Order socks for the homeless here!  Of all the clothing needs of the homeless, socks are without a doubt the most important.   Homeless people spend so much of their lives on their feet, walking everywhere they go to get what they need to survive.   Walking a mile or more for every meal, walking to and from shelters, etc.   Of all clothing items, socks get the most wear and tear and become filthy the fastest.  And without the means to keep their clothing washed, socks need to be discarded most often.   If not, the health of homeless people's feet quickly deteriorate.   Athletes foot is very common, corns and blisters are just things homeless people must live with every day.

Most clothing items donated to the homeless are used, older discarded items, but people don't, and probably shouldn't, don't their old socks to the homeless, (it's just not hygienic to do so). That makes new and clean socks a rare item on the streets.

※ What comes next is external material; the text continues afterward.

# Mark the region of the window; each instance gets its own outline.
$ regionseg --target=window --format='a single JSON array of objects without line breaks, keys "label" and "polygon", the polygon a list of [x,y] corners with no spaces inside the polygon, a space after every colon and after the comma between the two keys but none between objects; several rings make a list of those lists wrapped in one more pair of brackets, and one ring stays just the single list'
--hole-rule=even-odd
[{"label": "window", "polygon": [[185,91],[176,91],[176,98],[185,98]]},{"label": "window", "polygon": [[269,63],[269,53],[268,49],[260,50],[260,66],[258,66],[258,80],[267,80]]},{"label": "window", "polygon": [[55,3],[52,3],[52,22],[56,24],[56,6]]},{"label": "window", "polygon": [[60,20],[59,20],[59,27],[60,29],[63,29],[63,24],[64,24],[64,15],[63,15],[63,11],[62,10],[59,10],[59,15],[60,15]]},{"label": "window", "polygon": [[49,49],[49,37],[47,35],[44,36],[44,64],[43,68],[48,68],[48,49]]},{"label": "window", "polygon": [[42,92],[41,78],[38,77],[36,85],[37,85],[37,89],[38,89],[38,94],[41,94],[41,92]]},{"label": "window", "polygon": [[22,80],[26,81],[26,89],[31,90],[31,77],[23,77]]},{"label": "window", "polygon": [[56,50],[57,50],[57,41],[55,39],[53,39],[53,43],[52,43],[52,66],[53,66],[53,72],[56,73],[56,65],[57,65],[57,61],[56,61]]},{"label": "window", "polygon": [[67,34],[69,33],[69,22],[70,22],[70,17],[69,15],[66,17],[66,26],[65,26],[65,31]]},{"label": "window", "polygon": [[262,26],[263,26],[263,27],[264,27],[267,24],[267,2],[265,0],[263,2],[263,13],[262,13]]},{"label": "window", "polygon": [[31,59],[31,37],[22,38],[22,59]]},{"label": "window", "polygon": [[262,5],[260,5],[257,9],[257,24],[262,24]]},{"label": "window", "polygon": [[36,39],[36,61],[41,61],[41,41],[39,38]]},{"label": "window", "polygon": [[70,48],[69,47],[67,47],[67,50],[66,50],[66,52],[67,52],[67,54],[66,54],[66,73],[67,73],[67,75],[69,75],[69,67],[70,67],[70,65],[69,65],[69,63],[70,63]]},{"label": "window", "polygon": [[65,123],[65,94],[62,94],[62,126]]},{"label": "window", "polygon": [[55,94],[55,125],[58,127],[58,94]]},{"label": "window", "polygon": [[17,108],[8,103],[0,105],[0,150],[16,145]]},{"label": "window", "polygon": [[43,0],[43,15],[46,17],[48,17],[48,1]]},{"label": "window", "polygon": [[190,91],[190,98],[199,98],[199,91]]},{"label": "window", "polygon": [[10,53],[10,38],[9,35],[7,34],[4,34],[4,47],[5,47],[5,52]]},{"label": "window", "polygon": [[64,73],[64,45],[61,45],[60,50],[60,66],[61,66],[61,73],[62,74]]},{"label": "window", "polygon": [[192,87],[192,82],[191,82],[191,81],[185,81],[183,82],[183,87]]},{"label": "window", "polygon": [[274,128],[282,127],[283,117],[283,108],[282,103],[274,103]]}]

Thankfully, socks are relatively inexpensive.  You can buy a pack of 10 pair for 10 bucks.  You can go to Walmart and get them cheap, then give them to a homeless person.  Or, you can go to my wish list at, right now, and order them online.  They will delivered to an address I have established at a local homeless day shelter.   So please! Order socks for the homeless here! 

This Time It's Personal

Being that my entire adult life has been immersed in homelessness, and desiring to make something positive out of it, fearing that my life might end up a total waste, I started my own brand of homeless advocacy. This advocacy, of telling my personal experiences and opinions about homelessness, for what good it has done, has still been limited, a bit one sided. It was a "keyboard advocacy". I was telling my story, but I wasn't really involved in helping homeless people. If anything, my advocacy was an attempt to inspire others to be involved. Within that, I think I was fairly successful.

Now, I find myself at a new crossroads, new options are being made available to me, and I am thinking that it's time for a change. That, and I have found that the general direction of all homeless advocacy is undergoing a change. It is becoming more direct, more hands on involvement, more action oriented. And, I'd like to be a part of that.

Another thing I have discovered, as I have been more inclined to be introspective, is that much of my advocacy wasn't for other homeless people, it was for myself. When I was telling people that they shouldn't be so mean towards the homeless, what I was really saying was, "don't be mean to me." Well, I feel I've gotten to the point were I don't feel the need to defend myself anymore. I really am ok with myself, who I am, where I've been and where I'm going. So, advocacy doesn't have to be about me anymore.

Using all that I know about homelessness, and the "homeless industry" I think I can be useful in other ways, in more direct ways, with helping other homeless people, with working to get people off the streets. And it seems that is the new, cutting edge, of homeless advocacy. People need to change course, stop focusing on the immediate temporary needs of the homeless, and instead work to get homeless people into housing. Housing First is the new paradigm, it works better than anything that has been tried previously.